Pengusaha Ini Mogok Makan dan Nginap di Emperan karena Tagihan Belum Dibayar
Abdul Malik Thalib (37), seorang pengusaha kontraktor mengaku sudah tidak lagi memperdulikan rasa malu.
Editor: Malvyandie Haryadi
Laporan wartawan Tribunnews.com, Lusius Genik
TRIBUNNEWS.COM, JAKARTA - Abdul Malik Thalib (37), seorang pengusaha kontraktor mengaku sudah tidak lagi memperdulikan rasa malu.
Bersama seorang istri dan tiga anaknya, Abdul sudah hampir dua pekan menginap di emperan Kantor BUMN PT Perikanan Nusantara (Perinus).
Abdul dan keluarga hidup seadanya di emperan kantor BUMN Perinus.
Baca: Kelola Bongkar Muat, BUMN dan Swasta Harus Diberi Kesempatan Sama
Tidur di atas karpet beralas trotoar, membawa poster, baliho, sejumlah botol air mineral, dan tas-tas berisi pakaian.
Abdul dan istri turut memasang poster dan baliho, menuntut BUMN Perinus membayarkan hak Abdul senilai Rp 2,6 miliar hasil mengerjakan proyek pengadaan interior Anaya Resto.
Angka itu terdiri dari Rp 1,6 miliar uang yang harus dibayarkan kepada PT Debitindo Jaya dan Rp 1 miliar kepada PT Nina Proganda Putri.
Abdul merupakan kontraktor PT Debitindo Jaya, sementara PT Nina Proganda Putri adalah kontraktor rekanannya.
Hidup seadanya di emperan Kantor BUMN Perinus, Abdul dan istrinya Rabu ini, 26 Agustus 2020, resmi memulai aksi mogok makan.
Baca: Edhy Prabowo Usul Perinus dan Perindo Masing-masing Dapat PMN Rp 500 Miliar, Ini Alasannya
Aksi ini merupakan puncak protes Abdul yang selama 1,5 tahun tidak pernah digubris oleh BUMN Perinus.
"Mogok makan ini bagian dari puncak protes kami yang selama 1,5 tahun ini tidak pernah digubris.
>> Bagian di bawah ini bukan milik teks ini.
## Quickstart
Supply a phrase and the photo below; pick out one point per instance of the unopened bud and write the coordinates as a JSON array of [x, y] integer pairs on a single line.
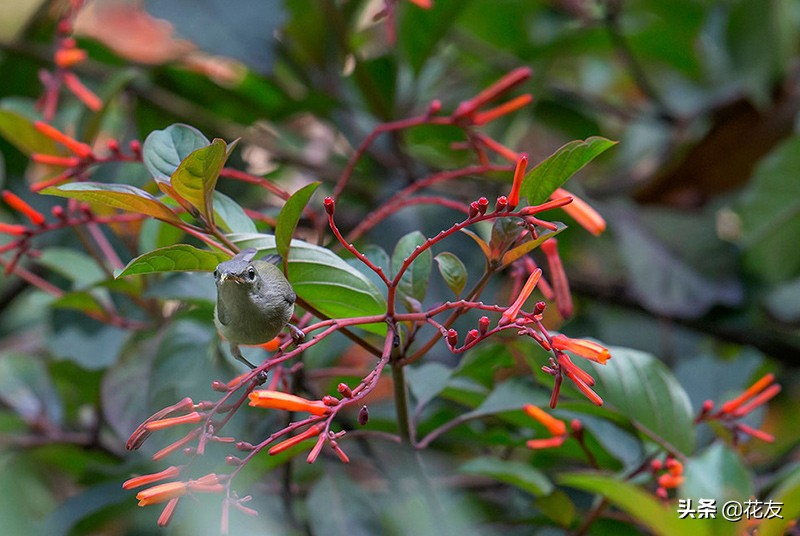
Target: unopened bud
[[452, 337], [502, 203], [471, 336], [483, 325], [344, 390], [329, 205]]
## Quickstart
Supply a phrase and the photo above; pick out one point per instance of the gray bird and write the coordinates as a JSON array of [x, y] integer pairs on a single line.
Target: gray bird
[[254, 301]]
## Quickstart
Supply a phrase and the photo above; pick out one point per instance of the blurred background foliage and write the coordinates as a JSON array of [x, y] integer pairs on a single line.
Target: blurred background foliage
[[700, 266]]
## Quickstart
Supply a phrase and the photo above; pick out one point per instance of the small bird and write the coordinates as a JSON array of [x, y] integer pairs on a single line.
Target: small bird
[[254, 301]]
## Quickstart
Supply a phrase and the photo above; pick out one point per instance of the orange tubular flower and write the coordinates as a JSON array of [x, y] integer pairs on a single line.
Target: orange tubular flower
[[161, 493], [519, 174], [586, 216], [143, 480], [511, 313], [553, 425], [586, 349], [277, 400], [190, 418], [312, 431]]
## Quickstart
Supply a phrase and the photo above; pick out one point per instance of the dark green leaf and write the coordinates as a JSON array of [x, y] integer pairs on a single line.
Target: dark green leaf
[[518, 474], [659, 518], [230, 216], [414, 282], [453, 271], [290, 215], [525, 248], [324, 280], [643, 389], [427, 380], [554, 171], [197, 174], [163, 150], [121, 196], [177, 258], [20, 132], [770, 212]]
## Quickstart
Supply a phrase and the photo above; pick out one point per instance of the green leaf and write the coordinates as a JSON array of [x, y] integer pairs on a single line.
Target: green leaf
[[20, 132], [453, 271], [644, 390], [518, 474], [554, 171], [290, 215], [644, 507], [121, 196], [164, 150], [525, 248], [230, 216], [770, 213], [414, 282], [324, 280], [197, 174], [177, 258]]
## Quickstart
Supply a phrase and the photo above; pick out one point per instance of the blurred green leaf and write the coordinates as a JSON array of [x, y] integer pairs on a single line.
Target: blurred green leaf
[[324, 279], [557, 168], [518, 474], [643, 389], [414, 282], [121, 196], [453, 271], [196, 176], [770, 212], [177, 258], [659, 518], [164, 150], [20, 132], [290, 215], [230, 216]]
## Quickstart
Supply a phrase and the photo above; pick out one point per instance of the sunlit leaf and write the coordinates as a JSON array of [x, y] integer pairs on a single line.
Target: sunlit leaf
[[453, 271], [163, 150], [557, 168], [177, 258], [643, 389], [290, 215], [121, 196]]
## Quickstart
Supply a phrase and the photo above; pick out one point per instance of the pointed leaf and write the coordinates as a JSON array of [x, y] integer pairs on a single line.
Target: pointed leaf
[[554, 171], [414, 282], [121, 196], [197, 174], [453, 271], [518, 474], [230, 216], [163, 150], [643, 389], [661, 519], [290, 215], [177, 258], [323, 279], [523, 249]]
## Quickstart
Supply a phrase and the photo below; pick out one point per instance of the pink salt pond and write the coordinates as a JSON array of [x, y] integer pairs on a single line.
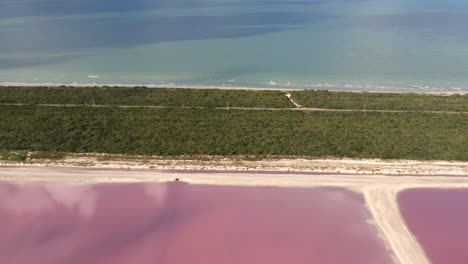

Kami ini diperlakukan bukan seperti kontraktor, seperti orang minta-minta selama 1,5 tahun ini," ucap Abdul kepada Tribunnews saat ditemui di lokasi, Rabu (26/8/2020).
Aksi tinggal di emperan Kantor BUMN Perinus merupakan inisiatif Abdul bersama rekan-rekannya atas nama Abu Bakar, Zakaria, Suwondo, dan Feri. Mereka berlima merupakan orang yang paling dirugikan dalam perkara ini.
Abdul menceritakan, mendapatkan proyek pengadaan interior Anaya Resto BUMN Perinus melalui sebuah lelang.
Namun ia tak pernah menyangka bila hasilnya akan seperti ini. Di mana uang pembayaran senilai Rp 2,6 miliar atas tender pengadaan interior itu tak kunjung diterima Abdul meski telah rampung garap 16 bulan lalu.
"Sangat tidak percaya hasilnya seperti ini. Itukan BUMN. Pernah kami coba di dalam, aksi baik-baik. Ditemui oleh Komut dan Dirut, jajaran dewan Komisaris dan jajaran dewan Direksi. Komut menyampaikan permohonan maaf dan berjanji mewakili direktur untuk menyelesaikan persoalan ini," tutur Abdul.
"Ternyata hasilnya nihil. Hanya diberikan surat, itu komisaris yang ngomong, sama mereka juga tidak didengar. Kemudian kami melaksanakan aksi di luar," sambung Abdul.